Bug #20289
closedBug in Zlib::GzipReader#eof? breaks reading certain sizes of gzipped files.
Description
Hello,
A bug in the implementation of Zlib::GzipReader#eof? makes it very difficult to read certain rubygems using readpartial without receiving an EOFError.
The bug is caused when the chunk size read from the gzip leaves only empty gzip "overhead" bytes at the end of the unread portion.
The result is that a simple readpartial until eof?
fails on some real world gems.
Bug Explanation¶
Imagine a gzip file, it has compressed data and some bytes that indicate the start and end of a chunk and then end of a file.
gzip file = "[... 2048 chunk of gzip data ...][ \0 bytes, chucksum info, with no new readable bytes ]"
When reading this file, zlib.c will pull a chunk of data according to READ_SIZE and return that data uncompressed.
With exactly the right size of data (within exactly the range of READ-SIZEn - 24 to READ_SIZEn - 15 for any multiple of READ_SIZE) all of the file data is read and returned on the first read.
The bug happens when there are bytes remaining on the gzip file that haven't been read, but contain no new data that can be returned to the buffer.
Before reading the final empty chunk, #eof? returns false.
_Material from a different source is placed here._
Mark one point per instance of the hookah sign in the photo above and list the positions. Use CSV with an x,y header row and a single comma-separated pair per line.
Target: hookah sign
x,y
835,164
After reading the final chunk, EOFError is raised because no bytes were returned into the buffer.
What should happen is similar to how a Socket eof? is checked. On a socket, #eof? is not "passive" but actively reads ahead, filling the buffer. If that read-ahead fails to find new data, then the EOF is reached and eof? returns true.
In zlib, #eof? does not read ahead to check if the end has been reached, causing this bug.
Solution¶
Samuel Giddins and I have both submitted alternate, but very similar solutions for this bug. Samuel's PR and My PR. We'd leave it to ruby core to decide which is the best solution.
Unfortunately, these bug fix PRs have been waiting for more than 2 months now with no movement on fixing this bug.
The original issue that I opened to point out this bug was submitted Aug 16, 2023. We've been working to find a solution for this bug for more than half a year.
This bug was discovered because rubygems wanted to improve the efficiency of reading a gem by using readpartial to conserve memory. Sam submitted an additional PR that vastly improves the performance of the zlib gem by managing buffers better.
We've already proven that this dramatically decreases memory usage when parsing gems. The performance PR by Samuel has been open since September 13th, 2023.
Plea¶
We've been trying for months to get this solved. Opening a ruby-lang bug is my next attempt after communicating through our contacts at Ruby core has gone nowhere.
Please merge and release these fixes, or tell us what is wrong with them so we can fix them so they can be merged. It will improve rubygems for everyone.